OTOH it should never have worked in the first place.
The question is whether rb_str_capacity(str)
can return 0 or not.
If the String in question is e.g. ""
allocated in Ruby then its capacity is truly 0 from truffleruby's POV, one will need to reallocate to append/write anything to it.
The question is whether rb_str_capacity(str) can return 0 or not.

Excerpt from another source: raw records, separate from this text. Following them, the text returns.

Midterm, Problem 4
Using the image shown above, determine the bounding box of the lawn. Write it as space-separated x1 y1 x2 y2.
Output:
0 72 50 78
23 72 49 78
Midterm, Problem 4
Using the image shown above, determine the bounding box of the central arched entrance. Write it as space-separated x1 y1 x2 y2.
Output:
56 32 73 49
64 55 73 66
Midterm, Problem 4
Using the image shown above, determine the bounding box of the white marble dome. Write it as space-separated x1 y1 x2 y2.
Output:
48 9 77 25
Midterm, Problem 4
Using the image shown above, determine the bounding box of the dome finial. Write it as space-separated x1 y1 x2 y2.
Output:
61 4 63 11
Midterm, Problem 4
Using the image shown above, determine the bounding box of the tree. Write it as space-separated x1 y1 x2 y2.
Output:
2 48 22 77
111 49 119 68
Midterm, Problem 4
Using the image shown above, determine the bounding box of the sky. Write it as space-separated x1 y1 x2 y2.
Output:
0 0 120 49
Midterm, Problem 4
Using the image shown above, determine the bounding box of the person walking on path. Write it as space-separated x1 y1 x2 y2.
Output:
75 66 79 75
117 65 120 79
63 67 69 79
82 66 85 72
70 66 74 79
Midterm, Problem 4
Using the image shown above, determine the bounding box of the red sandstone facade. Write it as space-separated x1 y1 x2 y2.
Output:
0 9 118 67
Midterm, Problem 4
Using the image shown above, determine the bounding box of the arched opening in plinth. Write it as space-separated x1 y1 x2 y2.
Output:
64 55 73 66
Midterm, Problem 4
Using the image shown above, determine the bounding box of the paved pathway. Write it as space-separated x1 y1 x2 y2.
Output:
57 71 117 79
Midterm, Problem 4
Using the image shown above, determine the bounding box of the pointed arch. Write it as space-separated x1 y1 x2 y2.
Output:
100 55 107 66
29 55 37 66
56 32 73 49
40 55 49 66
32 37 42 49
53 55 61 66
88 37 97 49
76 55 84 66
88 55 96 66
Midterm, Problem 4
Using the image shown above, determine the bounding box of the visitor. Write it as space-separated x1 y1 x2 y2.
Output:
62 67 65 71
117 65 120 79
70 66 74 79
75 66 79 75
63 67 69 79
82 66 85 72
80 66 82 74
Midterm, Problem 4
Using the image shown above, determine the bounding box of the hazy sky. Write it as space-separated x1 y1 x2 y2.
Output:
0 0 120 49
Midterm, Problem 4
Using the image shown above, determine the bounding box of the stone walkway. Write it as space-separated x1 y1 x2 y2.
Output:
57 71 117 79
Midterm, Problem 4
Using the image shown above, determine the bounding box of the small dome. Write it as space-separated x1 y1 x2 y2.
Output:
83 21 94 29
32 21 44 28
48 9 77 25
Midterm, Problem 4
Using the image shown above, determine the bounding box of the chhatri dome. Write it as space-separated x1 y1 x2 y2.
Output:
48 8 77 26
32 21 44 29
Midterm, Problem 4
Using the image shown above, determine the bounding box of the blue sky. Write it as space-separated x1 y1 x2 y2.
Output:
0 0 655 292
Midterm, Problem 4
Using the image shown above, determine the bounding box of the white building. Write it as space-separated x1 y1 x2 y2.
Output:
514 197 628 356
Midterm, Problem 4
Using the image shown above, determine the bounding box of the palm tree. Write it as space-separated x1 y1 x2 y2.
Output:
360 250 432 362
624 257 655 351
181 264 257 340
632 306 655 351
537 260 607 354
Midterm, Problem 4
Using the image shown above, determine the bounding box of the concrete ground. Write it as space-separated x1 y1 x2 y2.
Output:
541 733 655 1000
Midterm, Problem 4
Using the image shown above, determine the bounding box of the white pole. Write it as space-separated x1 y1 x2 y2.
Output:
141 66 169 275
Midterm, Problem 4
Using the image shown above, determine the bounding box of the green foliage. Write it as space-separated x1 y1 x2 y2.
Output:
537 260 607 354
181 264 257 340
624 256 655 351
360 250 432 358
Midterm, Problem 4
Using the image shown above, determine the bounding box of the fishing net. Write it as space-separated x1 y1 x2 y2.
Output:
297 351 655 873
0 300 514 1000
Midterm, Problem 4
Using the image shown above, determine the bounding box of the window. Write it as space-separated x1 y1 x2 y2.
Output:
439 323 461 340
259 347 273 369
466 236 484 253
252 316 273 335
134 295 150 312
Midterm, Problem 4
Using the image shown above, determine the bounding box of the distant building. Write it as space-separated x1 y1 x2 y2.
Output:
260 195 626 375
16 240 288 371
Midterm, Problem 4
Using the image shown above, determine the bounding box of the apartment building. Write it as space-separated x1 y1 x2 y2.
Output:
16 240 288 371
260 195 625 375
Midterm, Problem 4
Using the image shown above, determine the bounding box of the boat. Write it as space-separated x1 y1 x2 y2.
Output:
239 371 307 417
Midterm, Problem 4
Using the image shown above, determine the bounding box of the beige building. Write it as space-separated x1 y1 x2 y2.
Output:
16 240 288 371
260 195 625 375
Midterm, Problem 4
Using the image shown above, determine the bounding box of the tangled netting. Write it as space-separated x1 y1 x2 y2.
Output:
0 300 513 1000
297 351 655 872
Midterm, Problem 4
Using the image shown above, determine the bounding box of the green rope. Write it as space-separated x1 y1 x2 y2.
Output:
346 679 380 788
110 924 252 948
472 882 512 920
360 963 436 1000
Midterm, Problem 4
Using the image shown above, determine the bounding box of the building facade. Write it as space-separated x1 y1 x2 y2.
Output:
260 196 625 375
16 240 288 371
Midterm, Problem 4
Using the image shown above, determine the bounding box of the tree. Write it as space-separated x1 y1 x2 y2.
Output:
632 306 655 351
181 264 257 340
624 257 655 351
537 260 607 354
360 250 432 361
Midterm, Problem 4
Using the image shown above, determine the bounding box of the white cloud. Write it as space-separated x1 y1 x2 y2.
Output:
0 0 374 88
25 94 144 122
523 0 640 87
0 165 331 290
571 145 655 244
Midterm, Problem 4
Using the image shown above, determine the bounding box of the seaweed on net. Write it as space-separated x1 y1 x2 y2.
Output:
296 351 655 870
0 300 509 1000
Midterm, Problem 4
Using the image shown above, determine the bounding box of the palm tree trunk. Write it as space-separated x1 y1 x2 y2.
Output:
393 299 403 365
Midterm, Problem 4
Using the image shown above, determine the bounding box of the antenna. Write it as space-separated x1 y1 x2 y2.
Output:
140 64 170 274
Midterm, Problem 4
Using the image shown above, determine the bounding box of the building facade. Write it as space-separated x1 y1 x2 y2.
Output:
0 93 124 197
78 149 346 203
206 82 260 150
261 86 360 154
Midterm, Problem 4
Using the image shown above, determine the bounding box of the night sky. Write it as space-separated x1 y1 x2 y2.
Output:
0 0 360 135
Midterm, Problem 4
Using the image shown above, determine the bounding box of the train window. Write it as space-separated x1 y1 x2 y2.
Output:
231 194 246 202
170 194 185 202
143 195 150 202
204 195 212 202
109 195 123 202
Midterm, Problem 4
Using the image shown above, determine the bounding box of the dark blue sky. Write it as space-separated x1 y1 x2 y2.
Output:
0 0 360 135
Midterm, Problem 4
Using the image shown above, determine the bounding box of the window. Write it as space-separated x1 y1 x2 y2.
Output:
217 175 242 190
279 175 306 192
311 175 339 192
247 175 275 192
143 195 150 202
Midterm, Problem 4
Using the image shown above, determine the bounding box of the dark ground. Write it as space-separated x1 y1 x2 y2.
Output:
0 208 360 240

I agree, this is a bug in liquid-c. This should be pretty simple to fix, can you send a PR?
Confirmed that
describe "rb_str_capacity" do
it "returns 0 for empty String" do
@s.rb_str_capacity("").should == 0
end
it "returns 1 for 'a'" do
@s.rb_str_capacity("a").should == 1
end
end
passes on truffleruby but "fails" on CRuby which returns 15
for both cases (due to embedded String).
@peterzhu2118 I added a commit to this PR, could you review it? I think it's good to include the timeout and verbose tests anyway.
Thank you for debugging and the fix!